Every December, when we get closer to a new beginning, I write my wishes and keep the note in a drawer. Besides wishes about my family’s peace and joy; I want health; just to keep my head sane, my hands grab things and my feet stand on the ground. I wish for keeping the joy of living.
Last year, one month later I sent them to the universe, I learnt that I had breast cancer. It was at the beginning with a one cm. tumor on my left breast. I had total mastechtomy which means that they cut my total breast . In every step of the cure, I thought that worse things could have happened. It could have been noticed on a higher stage; I could have it in my inner body which couldn’t be cut out and got rid of. I believed that I didn’t have the right to complain or deplore about my disease and its results. I didn’t think I lost one of my organs; I thought it was a useless part of my body. I could have lived without one of my breast. Still I could have seen the colors. I could have paint boxes, trays and jars; gather the things on a canvas and felt the joy of creating simple things that eyes like to see. And I did. I never looked at the mirror when I lost my hair during the chemotherapy. I was washing my face and brushing my teeth looking at the sink. I was wearing my head band with the rule of thumb. This is a general disease of our time and I see lots and lots of people suffering from this. So crying for yourself has no use.

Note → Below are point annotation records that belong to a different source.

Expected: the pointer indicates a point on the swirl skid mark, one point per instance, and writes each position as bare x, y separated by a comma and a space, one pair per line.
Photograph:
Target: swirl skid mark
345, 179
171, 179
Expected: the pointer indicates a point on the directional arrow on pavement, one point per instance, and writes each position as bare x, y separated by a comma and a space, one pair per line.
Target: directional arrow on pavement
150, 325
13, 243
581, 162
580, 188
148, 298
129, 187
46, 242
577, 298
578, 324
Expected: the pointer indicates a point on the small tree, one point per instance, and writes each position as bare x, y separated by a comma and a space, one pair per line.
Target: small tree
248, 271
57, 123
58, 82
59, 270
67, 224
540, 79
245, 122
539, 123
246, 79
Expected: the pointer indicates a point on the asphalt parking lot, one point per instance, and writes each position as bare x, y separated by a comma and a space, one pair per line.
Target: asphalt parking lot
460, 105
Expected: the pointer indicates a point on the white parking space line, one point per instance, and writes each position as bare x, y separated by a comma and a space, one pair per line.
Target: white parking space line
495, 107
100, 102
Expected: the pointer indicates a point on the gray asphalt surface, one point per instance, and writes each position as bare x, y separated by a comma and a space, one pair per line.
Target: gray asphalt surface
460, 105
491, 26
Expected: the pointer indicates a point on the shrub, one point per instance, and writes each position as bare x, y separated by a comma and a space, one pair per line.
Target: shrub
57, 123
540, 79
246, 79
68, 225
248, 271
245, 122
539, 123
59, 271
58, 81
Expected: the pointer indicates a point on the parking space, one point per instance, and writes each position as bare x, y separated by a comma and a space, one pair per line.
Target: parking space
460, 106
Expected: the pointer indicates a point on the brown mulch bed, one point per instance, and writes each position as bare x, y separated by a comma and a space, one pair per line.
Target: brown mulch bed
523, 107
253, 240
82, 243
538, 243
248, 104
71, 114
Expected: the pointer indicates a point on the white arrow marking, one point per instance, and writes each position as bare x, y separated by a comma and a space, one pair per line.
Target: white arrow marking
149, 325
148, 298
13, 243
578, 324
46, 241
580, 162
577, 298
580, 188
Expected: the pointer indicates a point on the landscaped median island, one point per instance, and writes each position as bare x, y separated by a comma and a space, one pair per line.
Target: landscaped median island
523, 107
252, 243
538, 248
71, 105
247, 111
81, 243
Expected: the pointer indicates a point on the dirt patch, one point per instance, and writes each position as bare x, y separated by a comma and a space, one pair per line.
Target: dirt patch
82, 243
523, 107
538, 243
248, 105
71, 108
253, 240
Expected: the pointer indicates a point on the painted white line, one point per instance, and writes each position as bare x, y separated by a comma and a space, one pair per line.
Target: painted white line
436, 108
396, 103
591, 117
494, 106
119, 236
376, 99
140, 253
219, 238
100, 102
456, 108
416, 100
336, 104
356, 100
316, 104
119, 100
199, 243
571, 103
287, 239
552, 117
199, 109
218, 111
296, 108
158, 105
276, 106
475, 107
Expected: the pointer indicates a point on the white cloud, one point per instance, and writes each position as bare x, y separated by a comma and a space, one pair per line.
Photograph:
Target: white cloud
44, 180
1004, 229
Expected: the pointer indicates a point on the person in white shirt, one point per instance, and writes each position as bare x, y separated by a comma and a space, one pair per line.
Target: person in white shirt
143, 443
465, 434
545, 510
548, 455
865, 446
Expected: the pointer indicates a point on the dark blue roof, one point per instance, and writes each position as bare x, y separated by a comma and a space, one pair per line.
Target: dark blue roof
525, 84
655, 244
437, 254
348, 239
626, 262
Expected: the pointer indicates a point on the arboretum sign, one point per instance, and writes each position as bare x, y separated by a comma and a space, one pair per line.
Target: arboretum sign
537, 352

This December, again I am going to write a list of wishes with a gratitude to God that I am still alive, safe and sound together with my family.
Every new year, I get excited like a child. I really get a ball out of the embellishments, lights , ornaments, snowmen, pine trees, greens and reds…
This time, I made an abundance wreath by gathering lots different things. I used beads; pieces of fabric and felt; real walnuts and cinnamon sticks and artificial apples, berries and tangerines.
It was fun to glue them down one by one and see how they come together like a painting.
I wish enough food, good housing with peace and joy for everyone in the World.